TikTok sued in U.S. district court Monday to challenge Montana's statewide ban of the app, arguing that the ban represents a violation of users' First Amendment rights.
TikTok also took issue with Montana's national security justifications.
Montana said part of its reason for banning the app was because TikTok's access to user data presented a privacy risk to users, specifically from China and from TikTok's parent company ByteDance.
"Foreign adversaries' collection and use of Montanans' personal information and data from social media applications infringe on Montanans' constitutionally guaranteed individual right to privacy," Gov. Gianforte said in a statement when he signed the ban.
TikTok argues in the filing that Montana's doesn't have legal authority to make such decisions — saying regulation of national security rests with the federal government.
TikTok also argues that the ban violates the commerce clause of the U.S. Constitution, which prevents states from unduly restricting interstate trade. TikTok says Montana's ban puts too many limits from one state on a nationwide and international platform.
SEE MORE: TikTok creator suing Montana says the app is her 'livelihood'
Several TikTok users in Montana filed a separate suit against the state over the ban, just hours after the legislation was signed. For some, a ban would have far-reaching consequences.
"This is my livelihood, and I mean this money — I use it for bills, to put food on the table for my family. And I just feel like it's going to have this huge impact on me.
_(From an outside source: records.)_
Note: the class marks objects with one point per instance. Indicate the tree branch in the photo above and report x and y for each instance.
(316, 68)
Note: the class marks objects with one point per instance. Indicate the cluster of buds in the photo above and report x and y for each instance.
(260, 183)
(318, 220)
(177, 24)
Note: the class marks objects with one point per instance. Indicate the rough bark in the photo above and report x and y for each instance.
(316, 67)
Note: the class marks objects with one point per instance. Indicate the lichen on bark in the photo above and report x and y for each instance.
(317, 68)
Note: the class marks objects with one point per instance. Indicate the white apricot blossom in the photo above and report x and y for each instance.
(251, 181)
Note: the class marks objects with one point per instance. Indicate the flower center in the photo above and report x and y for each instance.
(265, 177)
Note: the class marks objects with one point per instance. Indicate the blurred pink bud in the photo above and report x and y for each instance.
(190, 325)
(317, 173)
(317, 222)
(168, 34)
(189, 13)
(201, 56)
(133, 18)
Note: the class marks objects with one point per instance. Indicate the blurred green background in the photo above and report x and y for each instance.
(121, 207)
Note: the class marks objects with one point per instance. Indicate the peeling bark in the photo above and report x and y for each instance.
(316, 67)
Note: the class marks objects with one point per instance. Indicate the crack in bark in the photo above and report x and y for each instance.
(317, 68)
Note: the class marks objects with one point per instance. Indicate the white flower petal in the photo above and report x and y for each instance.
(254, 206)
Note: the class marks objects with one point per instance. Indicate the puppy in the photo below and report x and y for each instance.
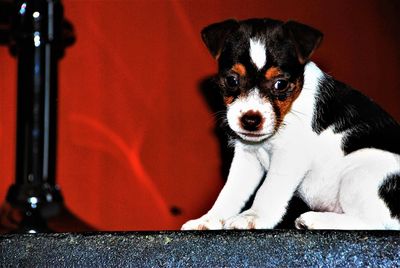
(312, 135)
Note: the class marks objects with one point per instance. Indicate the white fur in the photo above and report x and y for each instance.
(258, 53)
(342, 189)
(251, 102)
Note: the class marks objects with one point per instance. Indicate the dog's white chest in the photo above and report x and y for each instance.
(321, 184)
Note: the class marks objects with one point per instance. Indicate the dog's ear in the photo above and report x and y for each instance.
(306, 39)
(215, 34)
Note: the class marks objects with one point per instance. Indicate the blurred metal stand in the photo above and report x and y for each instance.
(37, 35)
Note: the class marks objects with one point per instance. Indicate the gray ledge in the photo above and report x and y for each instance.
(274, 248)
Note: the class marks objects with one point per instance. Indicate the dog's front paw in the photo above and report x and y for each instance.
(311, 220)
(204, 223)
(248, 219)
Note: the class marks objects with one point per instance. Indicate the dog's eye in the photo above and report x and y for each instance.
(232, 81)
(281, 85)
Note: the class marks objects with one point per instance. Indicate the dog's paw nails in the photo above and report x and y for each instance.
(305, 221)
(203, 224)
(244, 221)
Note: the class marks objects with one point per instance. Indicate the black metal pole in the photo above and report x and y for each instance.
(36, 31)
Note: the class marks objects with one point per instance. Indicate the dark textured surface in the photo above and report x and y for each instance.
(203, 249)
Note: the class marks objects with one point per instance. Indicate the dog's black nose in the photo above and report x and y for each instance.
(251, 120)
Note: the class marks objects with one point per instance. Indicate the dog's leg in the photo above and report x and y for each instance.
(364, 207)
(272, 198)
(244, 176)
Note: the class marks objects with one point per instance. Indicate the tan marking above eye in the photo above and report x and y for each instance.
(272, 72)
(228, 100)
(239, 69)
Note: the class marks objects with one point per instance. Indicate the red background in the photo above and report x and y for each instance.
(136, 136)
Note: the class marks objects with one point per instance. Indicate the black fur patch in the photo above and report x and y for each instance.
(346, 109)
(390, 193)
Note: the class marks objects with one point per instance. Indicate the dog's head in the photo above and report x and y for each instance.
(261, 65)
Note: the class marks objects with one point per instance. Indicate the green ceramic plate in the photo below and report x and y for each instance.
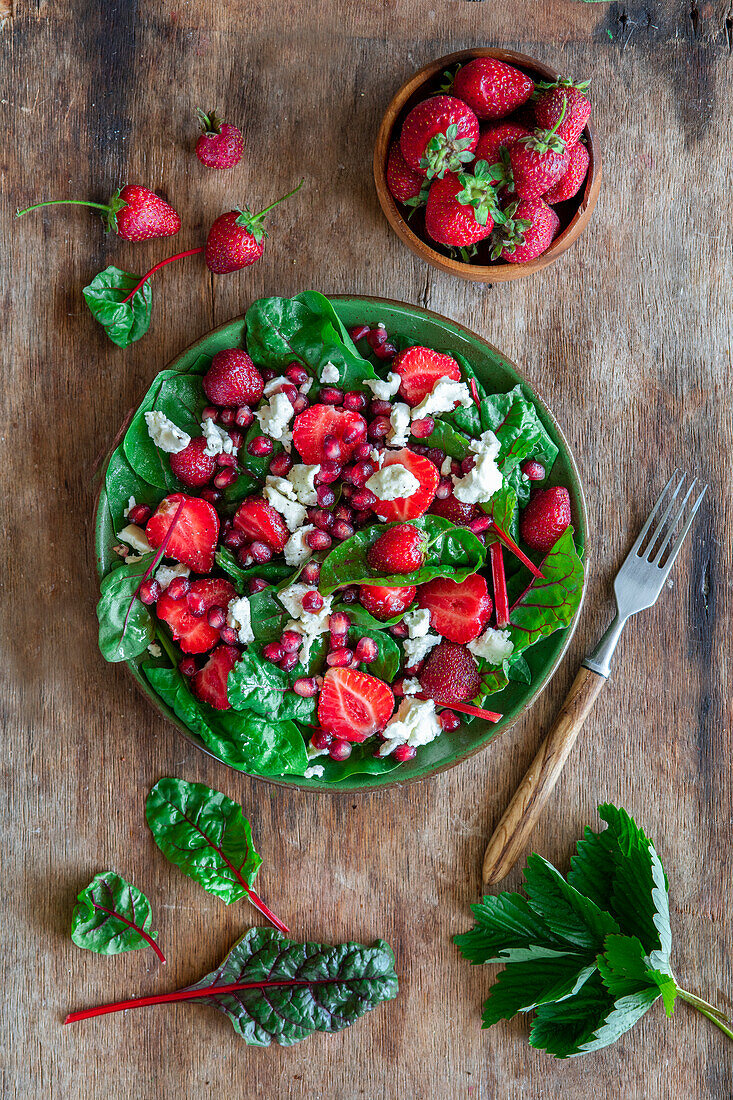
(498, 374)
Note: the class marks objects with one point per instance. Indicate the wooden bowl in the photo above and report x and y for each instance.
(572, 222)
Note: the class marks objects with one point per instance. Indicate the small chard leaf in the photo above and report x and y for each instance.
(123, 322)
(111, 916)
(126, 625)
(452, 551)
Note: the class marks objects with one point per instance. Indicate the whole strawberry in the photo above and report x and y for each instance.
(237, 239)
(439, 135)
(568, 186)
(133, 212)
(565, 108)
(491, 88)
(221, 144)
(528, 231)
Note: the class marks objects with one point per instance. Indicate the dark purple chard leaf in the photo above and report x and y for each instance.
(123, 321)
(111, 916)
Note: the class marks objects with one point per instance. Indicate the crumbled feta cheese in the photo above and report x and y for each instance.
(218, 441)
(493, 646)
(393, 482)
(314, 772)
(330, 373)
(274, 418)
(166, 573)
(239, 617)
(415, 723)
(444, 397)
(296, 549)
(281, 494)
(485, 479)
(383, 391)
(135, 537)
(165, 435)
(303, 480)
(398, 425)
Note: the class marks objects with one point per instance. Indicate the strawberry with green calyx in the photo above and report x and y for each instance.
(220, 144)
(133, 212)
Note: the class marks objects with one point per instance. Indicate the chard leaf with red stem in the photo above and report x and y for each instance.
(274, 990)
(111, 915)
(207, 836)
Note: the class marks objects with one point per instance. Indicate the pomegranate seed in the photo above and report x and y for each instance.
(313, 601)
(225, 477)
(178, 587)
(150, 591)
(367, 650)
(260, 551)
(310, 572)
(339, 750)
(376, 337)
(423, 428)
(358, 332)
(140, 514)
(281, 464)
(325, 495)
(331, 395)
(260, 446)
(273, 652)
(448, 719)
(305, 686)
(216, 617)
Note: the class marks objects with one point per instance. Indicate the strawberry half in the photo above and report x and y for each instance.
(259, 520)
(209, 684)
(459, 609)
(353, 705)
(419, 369)
(193, 633)
(195, 536)
(312, 427)
(409, 507)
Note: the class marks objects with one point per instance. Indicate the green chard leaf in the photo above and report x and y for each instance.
(111, 916)
(123, 322)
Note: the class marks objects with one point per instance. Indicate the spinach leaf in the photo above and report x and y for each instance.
(126, 625)
(452, 551)
(111, 916)
(550, 602)
(123, 322)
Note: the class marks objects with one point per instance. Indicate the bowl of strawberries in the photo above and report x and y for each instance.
(487, 164)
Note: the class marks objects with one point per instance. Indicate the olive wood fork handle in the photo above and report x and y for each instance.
(523, 812)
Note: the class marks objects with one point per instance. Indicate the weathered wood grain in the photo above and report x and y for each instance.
(627, 337)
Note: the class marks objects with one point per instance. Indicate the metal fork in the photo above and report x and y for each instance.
(637, 585)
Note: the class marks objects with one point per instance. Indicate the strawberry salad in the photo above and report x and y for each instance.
(332, 546)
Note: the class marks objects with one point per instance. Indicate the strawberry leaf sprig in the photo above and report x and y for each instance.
(590, 953)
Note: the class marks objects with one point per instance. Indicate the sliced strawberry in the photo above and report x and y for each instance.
(419, 369)
(353, 705)
(384, 602)
(195, 536)
(312, 427)
(450, 674)
(409, 507)
(209, 684)
(459, 609)
(192, 465)
(259, 520)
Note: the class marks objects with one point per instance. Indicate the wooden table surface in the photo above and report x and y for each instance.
(627, 337)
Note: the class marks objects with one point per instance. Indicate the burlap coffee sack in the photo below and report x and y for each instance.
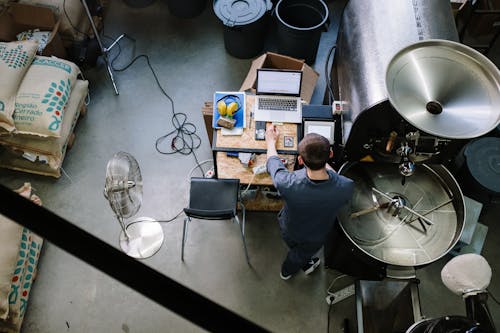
(43, 95)
(74, 21)
(32, 162)
(10, 241)
(14, 160)
(24, 273)
(53, 147)
(15, 59)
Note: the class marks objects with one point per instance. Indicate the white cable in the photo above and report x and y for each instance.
(333, 283)
(66, 174)
(196, 167)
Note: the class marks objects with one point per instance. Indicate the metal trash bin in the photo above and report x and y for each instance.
(245, 25)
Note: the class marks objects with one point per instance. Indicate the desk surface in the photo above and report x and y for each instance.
(231, 167)
(246, 141)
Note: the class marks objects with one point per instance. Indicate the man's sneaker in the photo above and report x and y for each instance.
(285, 276)
(311, 265)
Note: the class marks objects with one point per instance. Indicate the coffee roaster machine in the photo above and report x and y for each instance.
(415, 97)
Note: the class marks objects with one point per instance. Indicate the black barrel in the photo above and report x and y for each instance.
(245, 25)
(186, 8)
(480, 176)
(300, 23)
(138, 3)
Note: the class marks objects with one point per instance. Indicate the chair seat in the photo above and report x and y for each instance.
(214, 199)
(210, 214)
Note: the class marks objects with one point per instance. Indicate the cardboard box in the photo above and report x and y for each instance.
(274, 60)
(17, 18)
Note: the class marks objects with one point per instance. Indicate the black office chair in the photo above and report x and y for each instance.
(214, 199)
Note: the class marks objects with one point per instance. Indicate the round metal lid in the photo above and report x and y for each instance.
(376, 222)
(483, 162)
(240, 12)
(445, 88)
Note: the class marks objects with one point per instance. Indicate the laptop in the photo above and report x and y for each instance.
(278, 96)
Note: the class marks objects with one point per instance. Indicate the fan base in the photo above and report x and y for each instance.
(145, 238)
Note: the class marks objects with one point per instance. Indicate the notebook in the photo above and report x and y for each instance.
(278, 96)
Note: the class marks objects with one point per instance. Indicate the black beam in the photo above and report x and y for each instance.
(145, 280)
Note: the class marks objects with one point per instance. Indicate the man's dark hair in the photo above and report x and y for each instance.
(315, 151)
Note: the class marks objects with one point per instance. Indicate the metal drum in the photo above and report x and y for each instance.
(445, 89)
(372, 32)
(406, 225)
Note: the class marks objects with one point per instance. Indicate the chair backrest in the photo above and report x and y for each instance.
(211, 194)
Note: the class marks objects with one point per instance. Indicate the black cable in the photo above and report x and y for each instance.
(71, 23)
(331, 95)
(493, 297)
(328, 318)
(184, 138)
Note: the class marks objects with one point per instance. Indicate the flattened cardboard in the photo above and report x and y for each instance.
(279, 61)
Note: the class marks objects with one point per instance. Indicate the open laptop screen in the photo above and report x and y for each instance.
(278, 82)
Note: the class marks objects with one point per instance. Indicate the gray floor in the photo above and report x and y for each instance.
(191, 63)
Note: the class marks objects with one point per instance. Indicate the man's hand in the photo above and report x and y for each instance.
(272, 134)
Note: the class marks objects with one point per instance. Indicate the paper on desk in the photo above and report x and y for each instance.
(232, 131)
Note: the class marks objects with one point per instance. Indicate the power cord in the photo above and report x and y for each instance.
(330, 294)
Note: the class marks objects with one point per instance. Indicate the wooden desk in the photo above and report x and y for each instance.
(231, 167)
(247, 143)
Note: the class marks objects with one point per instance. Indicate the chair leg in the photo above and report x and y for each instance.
(184, 235)
(242, 230)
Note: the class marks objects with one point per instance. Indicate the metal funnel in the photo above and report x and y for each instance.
(445, 88)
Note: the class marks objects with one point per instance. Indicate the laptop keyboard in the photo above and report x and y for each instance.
(277, 104)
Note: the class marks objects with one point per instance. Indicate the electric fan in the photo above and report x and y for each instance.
(142, 237)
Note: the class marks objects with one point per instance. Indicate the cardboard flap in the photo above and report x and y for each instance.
(309, 79)
(249, 81)
(275, 60)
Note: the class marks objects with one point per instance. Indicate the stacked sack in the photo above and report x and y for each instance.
(40, 119)
(19, 254)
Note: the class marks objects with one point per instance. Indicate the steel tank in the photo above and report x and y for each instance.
(372, 32)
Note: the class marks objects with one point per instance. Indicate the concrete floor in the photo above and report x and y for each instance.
(191, 63)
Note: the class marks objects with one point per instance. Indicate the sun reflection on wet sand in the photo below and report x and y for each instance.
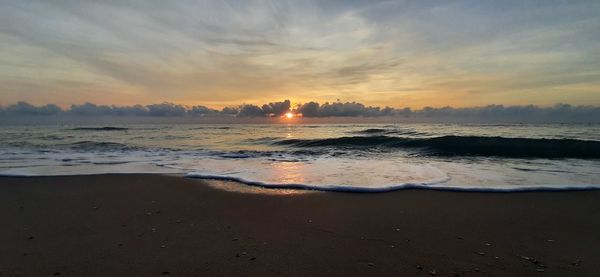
(238, 187)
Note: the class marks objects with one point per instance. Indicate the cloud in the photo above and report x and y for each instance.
(25, 108)
(312, 109)
(400, 53)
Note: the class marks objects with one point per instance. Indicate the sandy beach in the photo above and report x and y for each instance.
(155, 225)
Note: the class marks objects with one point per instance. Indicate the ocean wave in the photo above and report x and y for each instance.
(464, 146)
(402, 186)
(99, 146)
(378, 131)
(100, 129)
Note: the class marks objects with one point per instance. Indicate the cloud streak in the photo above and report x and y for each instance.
(312, 109)
(401, 53)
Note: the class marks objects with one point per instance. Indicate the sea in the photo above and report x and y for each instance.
(326, 157)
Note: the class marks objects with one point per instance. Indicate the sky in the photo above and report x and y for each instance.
(222, 53)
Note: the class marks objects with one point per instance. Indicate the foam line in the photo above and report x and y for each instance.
(405, 186)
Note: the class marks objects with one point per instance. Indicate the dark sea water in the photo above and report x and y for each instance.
(344, 157)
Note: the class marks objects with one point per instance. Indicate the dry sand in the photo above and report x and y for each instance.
(153, 225)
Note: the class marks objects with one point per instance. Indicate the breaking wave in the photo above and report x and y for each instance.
(464, 146)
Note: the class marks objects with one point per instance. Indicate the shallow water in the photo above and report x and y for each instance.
(338, 157)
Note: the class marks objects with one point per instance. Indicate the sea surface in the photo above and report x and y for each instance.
(332, 157)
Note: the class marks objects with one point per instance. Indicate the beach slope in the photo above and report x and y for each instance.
(155, 225)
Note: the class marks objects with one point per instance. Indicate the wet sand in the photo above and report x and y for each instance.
(154, 225)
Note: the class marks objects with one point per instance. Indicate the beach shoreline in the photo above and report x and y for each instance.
(153, 225)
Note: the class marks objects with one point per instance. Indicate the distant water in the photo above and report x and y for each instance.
(338, 157)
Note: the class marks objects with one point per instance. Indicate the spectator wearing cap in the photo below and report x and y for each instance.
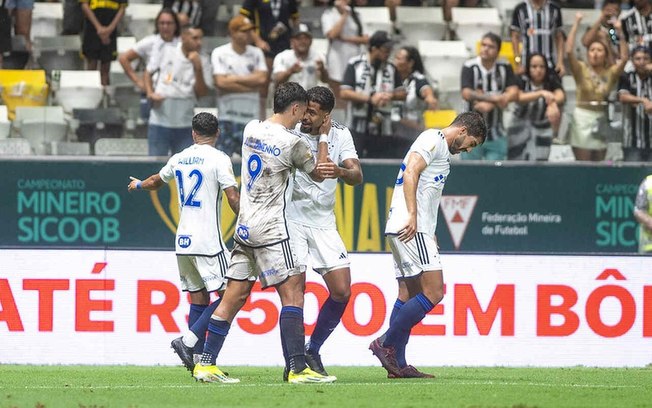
(182, 75)
(239, 72)
(301, 64)
(635, 92)
(370, 85)
(274, 21)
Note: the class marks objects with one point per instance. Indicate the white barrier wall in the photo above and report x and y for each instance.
(124, 307)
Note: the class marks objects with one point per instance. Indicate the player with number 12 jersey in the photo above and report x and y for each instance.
(201, 173)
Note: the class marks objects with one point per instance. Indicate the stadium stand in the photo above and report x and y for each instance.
(58, 52)
(474, 22)
(15, 147)
(22, 88)
(78, 89)
(420, 23)
(40, 126)
(374, 19)
(5, 124)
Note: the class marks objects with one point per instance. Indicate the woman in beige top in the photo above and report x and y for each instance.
(594, 80)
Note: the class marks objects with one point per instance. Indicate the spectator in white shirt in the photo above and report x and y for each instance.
(182, 75)
(300, 64)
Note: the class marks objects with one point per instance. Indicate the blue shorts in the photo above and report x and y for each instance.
(19, 4)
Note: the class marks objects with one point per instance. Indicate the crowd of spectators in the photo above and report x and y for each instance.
(381, 82)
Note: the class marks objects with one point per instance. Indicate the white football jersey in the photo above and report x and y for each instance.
(270, 153)
(432, 146)
(312, 203)
(201, 172)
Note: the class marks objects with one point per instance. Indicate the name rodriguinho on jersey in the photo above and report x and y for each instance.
(261, 146)
(191, 160)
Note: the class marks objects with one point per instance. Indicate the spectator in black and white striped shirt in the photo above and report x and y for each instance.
(537, 114)
(536, 25)
(488, 86)
(635, 92)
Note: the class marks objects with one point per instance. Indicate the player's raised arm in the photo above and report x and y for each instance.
(153, 182)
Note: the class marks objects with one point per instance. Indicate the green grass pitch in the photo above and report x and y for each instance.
(129, 386)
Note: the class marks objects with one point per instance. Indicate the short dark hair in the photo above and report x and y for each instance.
(475, 125)
(167, 10)
(205, 124)
(288, 93)
(495, 38)
(323, 96)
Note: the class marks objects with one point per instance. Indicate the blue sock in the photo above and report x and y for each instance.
(329, 317)
(293, 337)
(400, 349)
(217, 331)
(398, 304)
(200, 325)
(412, 312)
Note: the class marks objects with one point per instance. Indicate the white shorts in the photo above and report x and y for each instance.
(272, 264)
(415, 256)
(203, 272)
(325, 246)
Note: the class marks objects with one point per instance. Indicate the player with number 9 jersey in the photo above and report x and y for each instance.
(270, 152)
(201, 173)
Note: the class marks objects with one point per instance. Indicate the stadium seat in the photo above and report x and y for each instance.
(69, 148)
(94, 124)
(443, 59)
(47, 19)
(5, 125)
(15, 147)
(123, 44)
(474, 22)
(78, 89)
(420, 23)
(374, 19)
(58, 52)
(140, 19)
(438, 119)
(22, 88)
(40, 126)
(18, 56)
(121, 147)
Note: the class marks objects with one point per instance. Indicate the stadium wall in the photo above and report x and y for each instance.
(124, 307)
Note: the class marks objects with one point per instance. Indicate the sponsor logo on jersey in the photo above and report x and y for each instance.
(457, 212)
(243, 231)
(184, 241)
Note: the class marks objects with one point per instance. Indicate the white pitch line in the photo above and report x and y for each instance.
(393, 384)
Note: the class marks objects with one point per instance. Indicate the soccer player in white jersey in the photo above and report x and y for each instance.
(410, 231)
(271, 151)
(312, 220)
(201, 173)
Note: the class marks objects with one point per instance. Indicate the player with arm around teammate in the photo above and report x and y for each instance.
(201, 173)
(410, 231)
(263, 249)
(311, 217)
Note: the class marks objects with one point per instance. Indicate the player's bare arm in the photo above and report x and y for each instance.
(415, 166)
(153, 182)
(233, 197)
(350, 172)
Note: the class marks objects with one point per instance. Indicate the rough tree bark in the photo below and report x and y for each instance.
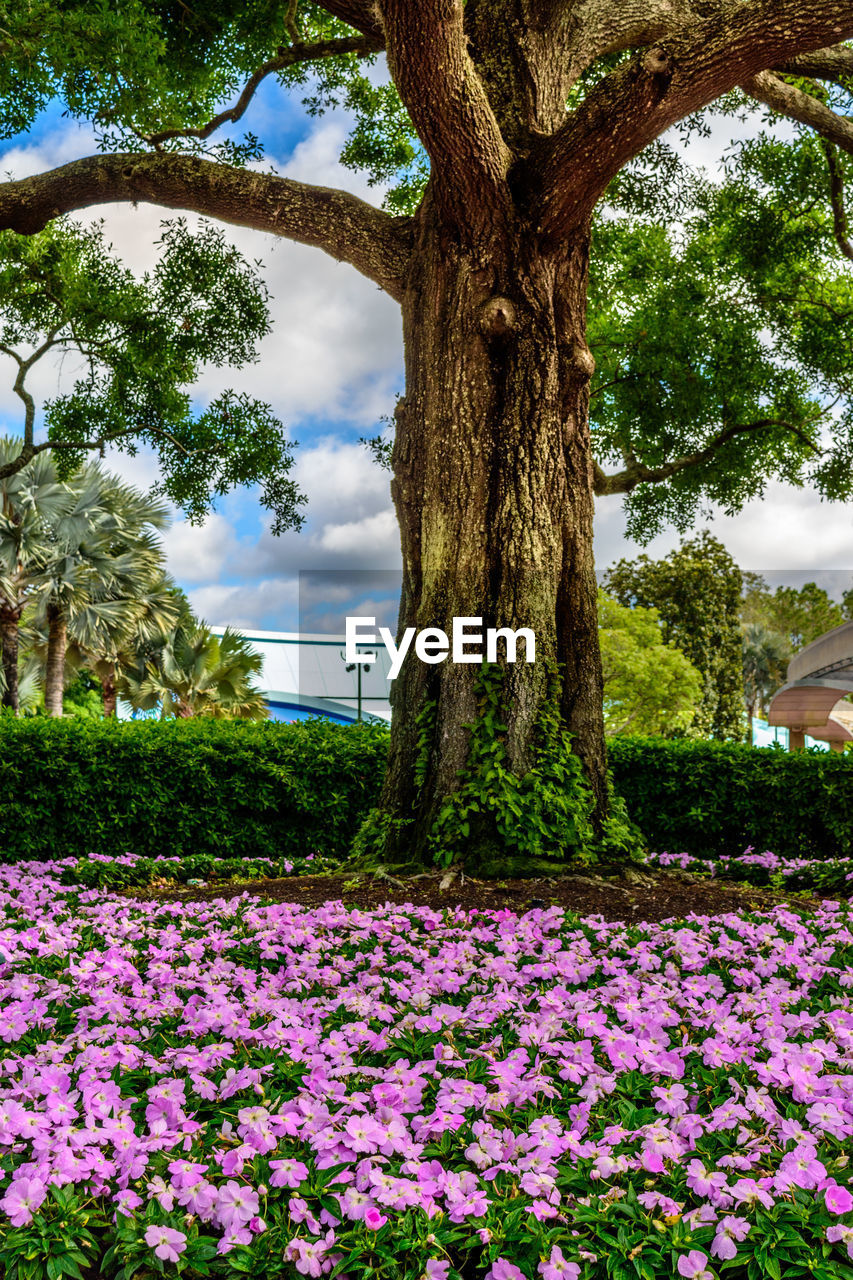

And my husband and I have even been talking about moving if, you know, it doesn't get reversed," said TikTok user and content creator Carly Goddard.
If Montana's ban goes forward, it will take effect on Jan. 1, 2024. Individual users won't be penalized for having TikTok on their devices, but app stores like those run by Apple or Google, or any other platform that offers apps for download, will face fines of $10,000 per day if they make TikTok available for download.